@epehrson
Thank you, super helpful.
Since this is probably a common usage and I am probably an archetypal user (a developer with a preference for jvm and new to Atlassian APIs), a couple of follow ups may help both myself and the community.
I am still a little confused.
My desired outcome is to generate a macro in which:
- With my local server running, I type “{” into a confluence cloud page and
- see my macro listed.
The node.js starter pack provides this function (using ngrok under the hood, I assume?)
- The code below seems to require that confluence cloud already knows the local address of my macro server and also the relevant uri.
@RequestMapping(value = "/data", method = GET, produces = "application/json")

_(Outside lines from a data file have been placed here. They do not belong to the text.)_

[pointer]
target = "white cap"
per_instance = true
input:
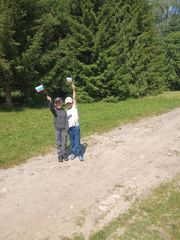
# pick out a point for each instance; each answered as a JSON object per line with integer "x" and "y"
{"x": 68, "y": 100}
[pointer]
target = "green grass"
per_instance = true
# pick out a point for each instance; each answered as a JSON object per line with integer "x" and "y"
{"x": 27, "y": 132}
{"x": 155, "y": 218}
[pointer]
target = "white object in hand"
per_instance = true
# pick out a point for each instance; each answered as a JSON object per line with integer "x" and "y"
{"x": 69, "y": 79}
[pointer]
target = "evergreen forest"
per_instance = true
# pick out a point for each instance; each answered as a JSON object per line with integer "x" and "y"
{"x": 113, "y": 49}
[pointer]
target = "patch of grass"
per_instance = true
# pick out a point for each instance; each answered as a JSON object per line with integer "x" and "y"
{"x": 155, "y": 218}
{"x": 27, "y": 132}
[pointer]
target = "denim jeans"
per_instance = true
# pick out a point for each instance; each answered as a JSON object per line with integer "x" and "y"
{"x": 61, "y": 137}
{"x": 74, "y": 136}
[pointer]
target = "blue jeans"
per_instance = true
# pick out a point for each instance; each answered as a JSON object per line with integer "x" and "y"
{"x": 60, "y": 135}
{"x": 74, "y": 136}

public AtlassianHostUser getData(@AuthenticationPrincipal AtlassianHostUser hostUser) {
return hostUser;
}
-
(sidenote) Can I assume that the above code and pretty much all examples assume credentials.json is in the classpath?
-
Your response seems to suggest another approach, namely inserting my local macro server url in the iframe macro that is already provided by Confluence, and then utilizing the authentication protocol you show above to autheniticate requests coming from the iframe. This is a legitimate approach. I just want to clarify.
-
Is there a way to replicate the node.js macro “register” functionality in Spring boot. It would be a brilliant feature to have. In my case, I am generating a corporate search built on scala with an ElasticSearch base. Having result server able to use dependencies from the scala middle tier would be a great plus.
Again, I thank you for your time.
(btw, I looked at the Thymeleaf demo and didn’t even see atlassian-connect jars being loaded into the runtime classpath, so I was pretty confused.)